Fast ebenso groß ist der Anteil unter den Studienteilnehmern, denen die Kombination des ERP-Systems mit einem Dokumentenmanagementsystem (DMS) wichtig ist. Durch ein integriertes DMS stünden alle wichtigen Informationen und Dokumente wie Lieferanten- und Bestellscheine oder Projektakten unternehmensweit digital zur Verfügung. Als weiteren Vorteil nennen KMU die digitale Signatur, die Geschäftsabschlüsse beschleunige. Weitere wichtige Add-ons sehen die Business-Entscheider etwa in Projektmanagementtools (36 Prozent), Webshop-Anwendungen (29 Prozent) und Business-Intelligence-Funktionen (24 Prozent). Auch Tools zur effizienten Produktionsplanung sind in der Industrie (37 Prozent) gefragt.
Für ERP-Anwender stehen Service und Support ganz vorne
„KMU haben sehr konkrete Vorstellungen davon, was ihre ERP-Lösung, beziehungsweise der beauftragte Dienstleister leisten muss. An erster Stelle stehen mit 41 Prozent der Service und Support. Hierzu gehört nicht nur eine gute Erreichbarkeit, Anwender möchten sich verstanden wissen. Zu den genannten Voraussetzungen für eine ideale und vertrauensvolle Zusammenarbeit zählen daher persönliche Ansprechpartner, die nicht nur beraten, sondern auch die Umsetzung, die Bereitstellung und den Betrieb der ERP-Anwendung in- und auswendig kennen“, so das Fazit von Pannier.
Befragt nach den beherrschenden Herausforderungen für die Zukunft ist und bleibt die Digitalisierung mit 45 Prozent der Nennungen das Topthema. 42 Prozent der KMU stehen vor der Aufgabe Kosten zu senken, um ihre Produkte und Dienstleistungen zu wettbewerbsfähig zu halten. Im Einklang mit den beiden erstgenannten Themen steht die Prozessoptimierung (40 Prozent).

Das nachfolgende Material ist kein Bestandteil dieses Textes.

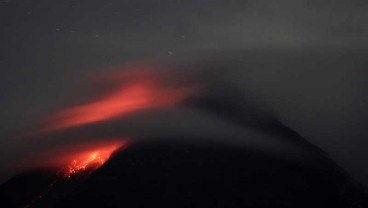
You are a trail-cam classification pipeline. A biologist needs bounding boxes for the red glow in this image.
[63,143,124,178]
[36,66,198,132]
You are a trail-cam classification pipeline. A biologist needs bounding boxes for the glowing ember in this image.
[64,145,119,178]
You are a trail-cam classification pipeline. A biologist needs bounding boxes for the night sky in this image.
[0,0,368,185]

Die Forterro-Gruppe gehört mit 40 Niederlassungen zu den führenden Anbietern in Europa.
(Bild: Forterro)
Zur Methode der Studie: Der „Forterro ERP Barometer 2024“ wurde von der techconsult GmbH im Auftrag von Forterro konzipiert und durchgeführt. 200 kleine (1 bis 19 Mitarbeitende) und mittlere (20 bis 999 Mitarbeitende) Unternehmen aus Industrie, Handel und Dienstleistung wurden zu ihren ERP-Lösungen und Planungen befragt. Befragt wurden per Online-Fragebogen vor allem IT-Leiter, IT-Administratoren und Geschäftsführer. Die 2012 gegründete Forterro verfügt über 40 Standorte in Europa mit mehr als 1.600 Mitarbeitern und stellt ERP-Lösungen und weitere Business-Software bereit.